- Born: 27 July 1916 Strasbourg
- Died: 3 February 1991 (aged 74)
- Known for: anti-Müllerian hormone
- Scientific career
- Fields: Endocrinology
- Workplaces: Collège de France

= Alfred Jost =

French endocrinologist (1916–1991)

Alfred Jost (1916-1991) was a French endocrinologist, and an early researcher in the field of fetal endocrinology. He is known for his discovery of the Müllerian inhibitor, now called anti-Müllerian hormone (AMH) or Müllerian inhibiting substance (MIS). His research demonstrated how hormones affect the development of male and female sex characteristics.

==Career==
Jost was a professor at the University of Paris, and was head of the Department of Comparative Physiology there in 1972. Jost was known for applying surgical methods to fetal endocrinology. He also taught many pre-doctoral students.

==Research==
During the 1950s and 1960s Jost studied the mechanism of somatic sex differentiation; his research showed that male characteristics must be imposed on the fetus by the testicular hormones testosterone and AMH,
and that in the absence or inactivity of these hormones, the fetus becomes phenotypically female.
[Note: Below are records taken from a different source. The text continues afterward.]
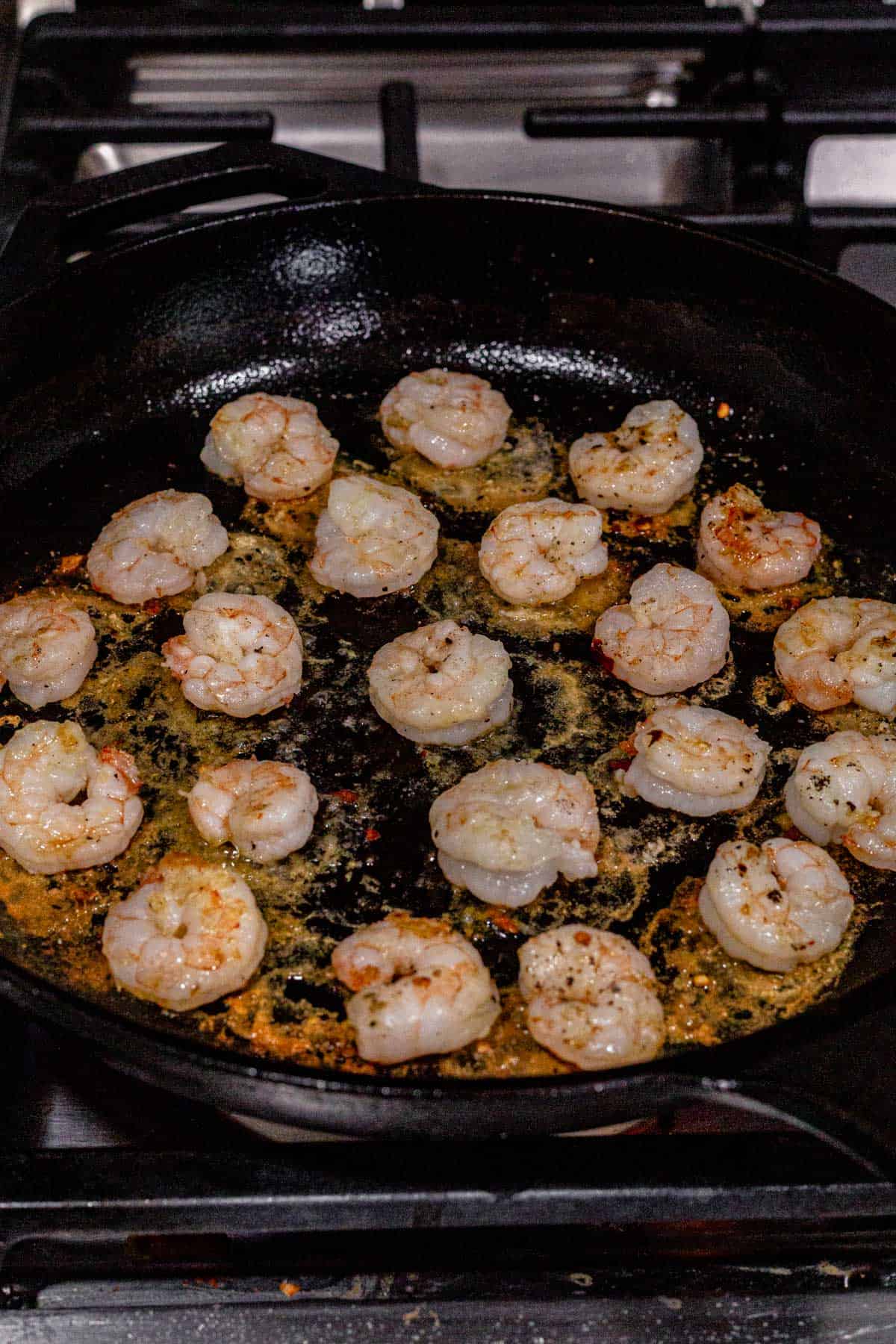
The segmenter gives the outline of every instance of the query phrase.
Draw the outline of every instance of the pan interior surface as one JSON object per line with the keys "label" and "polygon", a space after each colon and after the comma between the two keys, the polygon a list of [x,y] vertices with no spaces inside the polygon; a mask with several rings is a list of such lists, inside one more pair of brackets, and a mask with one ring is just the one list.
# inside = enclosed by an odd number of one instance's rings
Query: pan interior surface
{"label": "pan interior surface", "polygon": [[[880,526],[896,484],[884,379],[896,320],[883,306],[676,226],[470,196],[277,207],[210,222],[71,266],[54,288],[8,309],[7,328],[4,595],[36,582],[70,591],[91,614],[101,653],[62,706],[35,714],[4,691],[0,742],[21,722],[74,716],[94,745],[133,751],[146,805],[116,864],[32,879],[0,859],[9,962],[173,1040],[287,1070],[382,1079],[387,1071],[355,1052],[345,995],[328,973],[333,943],[394,909],[446,915],[482,953],[504,1012],[486,1042],[395,1070],[420,1081],[566,1071],[528,1038],[513,985],[520,943],[570,919],[611,927],[649,953],[673,1054],[772,1025],[892,969],[889,878],[840,849],[857,915],[837,953],[791,976],[724,957],[695,899],[721,840],[763,840],[789,825],[782,789],[805,745],[880,726],[854,707],[818,715],[787,700],[771,640],[811,597],[896,599]],[[509,446],[480,468],[442,473],[396,454],[382,435],[384,392],[408,370],[434,366],[488,378],[513,407]],[[204,470],[210,417],[253,390],[314,402],[341,445],[337,472],[372,470],[437,512],[439,559],[411,593],[357,602],[314,583],[305,559],[325,491],[263,505]],[[557,607],[521,613],[500,602],[476,564],[490,517],[525,499],[574,499],[570,442],[615,427],[652,398],[674,398],[697,419],[707,458],[693,496],[650,524],[611,515],[607,573]],[[639,573],[660,560],[693,566],[703,503],[737,480],[772,508],[817,517],[825,546],[803,583],[724,598],[733,659],[688,699],[756,724],[774,751],[750,809],[693,821],[621,792],[625,742],[654,702],[594,663],[590,636]],[[251,720],[193,711],[159,653],[193,594],[121,609],[90,590],[73,559],[116,508],[168,487],[208,495],[231,532],[210,587],[262,591],[296,617],[308,665],[283,711]],[[441,617],[504,641],[516,710],[505,728],[467,749],[420,750],[376,716],[365,671],[387,640]],[[226,852],[271,930],[261,974],[227,1003],[163,1015],[114,991],[99,954],[106,910],[168,849],[220,855],[192,831],[183,794],[200,765],[253,754],[308,769],[321,796],[314,833],[267,870]],[[531,906],[500,911],[442,878],[429,806],[501,755],[588,775],[603,827],[594,883],[560,880]]]}

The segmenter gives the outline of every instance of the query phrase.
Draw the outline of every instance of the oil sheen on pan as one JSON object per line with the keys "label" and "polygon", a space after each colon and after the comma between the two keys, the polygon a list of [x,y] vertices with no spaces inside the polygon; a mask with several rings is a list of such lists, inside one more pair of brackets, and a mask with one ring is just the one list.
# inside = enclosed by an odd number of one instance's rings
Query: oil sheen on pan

Jost also studied testicular differentiation, in collaboration with Solange Magre. He was the first to show that testicular organization is heralded by the development of pre-Sertoli cells, which progressively surround germ cells to form seminiferous tubules.

== Death ==
He died February 3, 1991, at age 75, having retired from the Collège de France, but still active as the Secrétaire Perpétuel of the French Academy of Sciences.